Microsoft may be gearing up for something of an open source future, with a new open source programming language project possibly slated for release in 2014. Is it for real, or just a cheap, easy way for Microsoft to get good PR?
Microsoft is working on Midori, a non-Windows operating system,and the language used to write it, M#, may be released as open source, according to Mary Jo Foley. But you don't have to just take Foley's word for it. Joe Duffy, a member of the team working on Midori, blogged that "My goal is to eventually open source this thing," referring to M# not to Midori. He hinted that M# could be released in 2014.
The big news is not just that Microsoft may release M# as open source, but that Microsoft is working on a non-Windows operating system. It's been a skunkworks project since at least 2008. It's become more prominent recently, because it was moved into Microsoft's new centralized operating systems group, which makes it more likely that it will eventually be released.

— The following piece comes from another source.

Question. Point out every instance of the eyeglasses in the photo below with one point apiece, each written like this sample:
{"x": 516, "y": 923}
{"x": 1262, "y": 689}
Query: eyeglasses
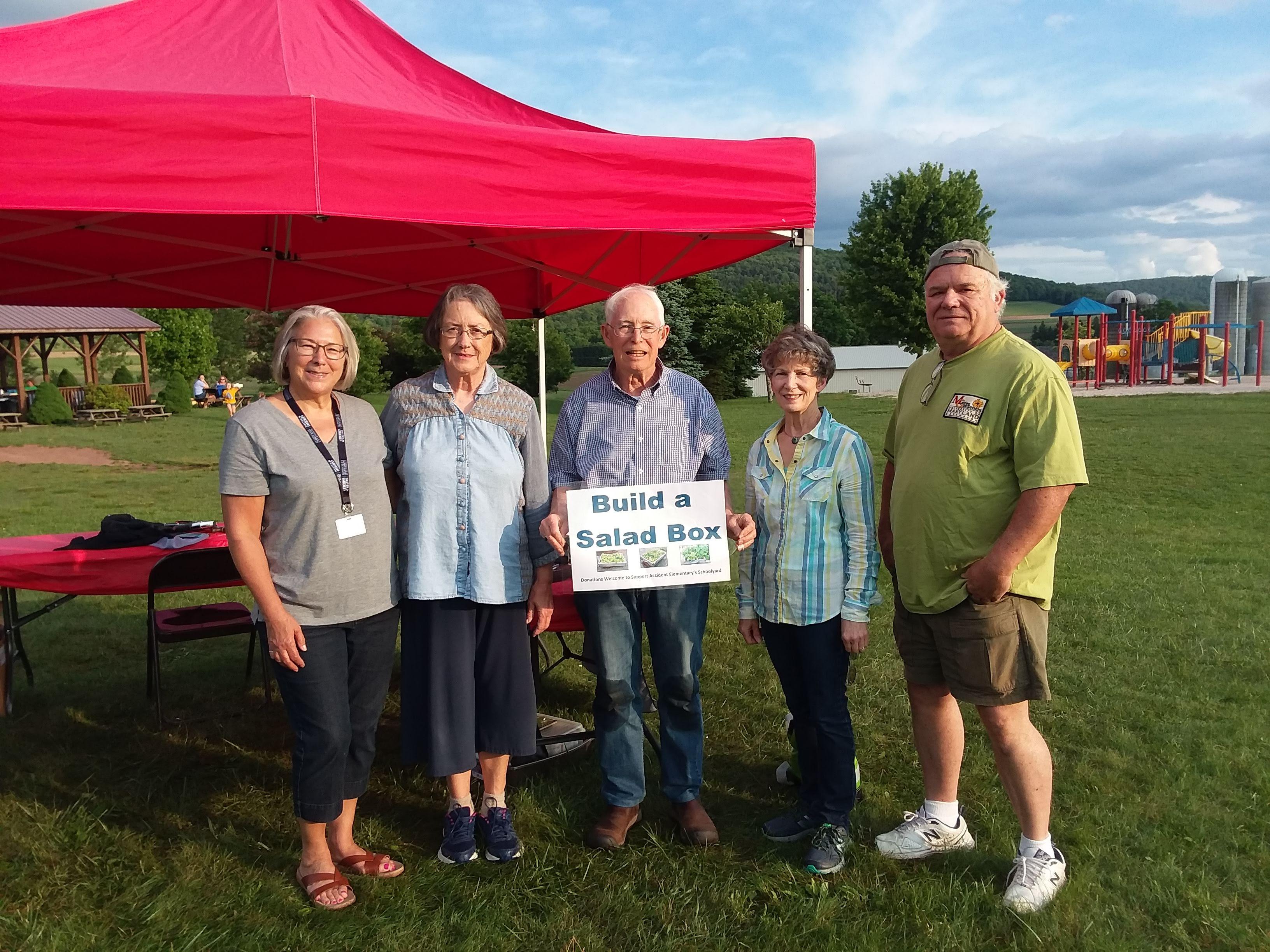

Is Microsoft truly serious about making M# open source? I think there's reason to believe that it is. It hasn't been lost on Microsoft that the fastest-growing operating system in the world is the open source Android.
And Microsoft is even considering giving away Windows Phone for free to device makers, in the hopes that it will lead to a big increase in market share. It's true that there's no evidence that Microsoft has any plans of making Windows Phone open source, but even considering giving it away shows that the company is open to new business models. With Ballmer on the way out, such moves are more likely than they've ever been, including releasing software as open source.
So I don't think this is a simple PR ploy. Don't be surprised if M# is open sourced upon its release.